Par contraste, celui de Marie, paisible, renvoie à l’espérance de celle qui a cru. Un détail du paysage lui fait écho : entre la barque et la rive, le ciel vient se refléter dans l’eau et toucher l’ici-bas, quand « le Verbe se fait chair et vient habiter parmi nous » (Jn 1). Des eaux de la mort surgira bientôt la vie.

 

 

La contemplation continuée des chefs-d’œuvre implique que l’on s’arrête à des détails. C’est en eux que se cache le plus souvent le sens profond de l’œuvre. Sans ces nuances imprimées à la composition, Corot n’aurait livré qu’une scène de genre sur fond d’un paysage très élaboré. Mais sa Fuite en Égypte offre à relire le dessein de Dieu dans l’œuvre salvatrice de l’Incarnation pour qui prend le temps de s’arrêter.  Elle projette le croyant vers le sens ultime. Le jour de Corot n’exclut pas l’ombre où s’enfonce l’Enfant qui est la Lumière du monde et qui culminera au Golgotha. « La lumière s’éteint dans l’obscurité du Vendredi Saint, mais remonte plus éclatante, soleil de grâce, au matin de la Résurrection[ix] ». Alors la parole du prophète, « D’Égypte, j’ai appelé mon fils » (Os 11,1) peut résonner d’un sens nouveau.

 

Marie-Christine Gomez-Géraud

7 janvier 2020

 

Bibliographie :

  • Peter Galassi, Corot en Italie. La peinture de plein air et la tradition classique, Paris Gallimard, 1991
  • Wolfgang Kemp, La Sainte Famille ou l’art de lever le rideau, Paris, Adam Biro, 1989
  • Jean-Luc Leleux, Rosny-sur-Seine, Éditions Jean-Luc Leleux, 2019
  • Robaut, Histoire de Corot et de ses œuvres, Paris, H. Floury, 1905
  • Édith Stein [Thérèse-Bénédicte de la Croix], La Crèche et la Croix, Genève, Ad Solem, 1995
  • Lucette Valensi, La Fuite en Égypte.

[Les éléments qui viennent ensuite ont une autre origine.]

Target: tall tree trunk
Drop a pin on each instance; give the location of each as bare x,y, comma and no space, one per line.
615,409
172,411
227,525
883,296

Histoires d’Orient et d’Occident, Paris, Seuil, 2002

 

 

[1] À partir du XIIe siècle, les représentations iconographiques figurent la Vierge en vêtements bleus et rouges, deux couleurs nobles et obtenues à partir de pigments précieux. Le bleu signifie la royauté et l’espace du ciel ; le rouge symbolise depuis l’Antiquité le pouvoir impérial, mais il évoque aussi la Passion du Christ. Ce n’est qu’au XIXe siècle que s’imposera le modèle de Marie en bleu et blanc, sans doute après les apparitions mariales comme celle de Lourdes.

[i] Réalisé en 1839 et présenté au Salon de Paris en 1840, le tableau orna ensuite l’église, après que Mme Osmond, cousine et amie du peintre, en eut fait don à la paroisse. La mairie de Rosny-sur-Seine obtient la propriété de l’œuvre par décision du Conseil d’État en 1919. Il est déposé au Musée de l’Hôtel-Dieu de Mantes depuis février 2019.

[ii] Certains historiens plaident pour une inspiration locale. Voir A. Robaut,  Histoire de Corot et de ses œuvres, Paris, H. Floury, 1905, p. 80, et Jean-Luc Leleux, Rosny-sur-Seine, Éditions Jean-Luc Leleux, 2019, p. 174-175. Une telle interprétation limite les perspectives et peut décourager une lecture plus spirituelle du tableau.

[iii] Voir par exemple les tableaux d’Elsheimer (1609), Rubens (1614), Rembrandt (1630) et Zurbarán (1630).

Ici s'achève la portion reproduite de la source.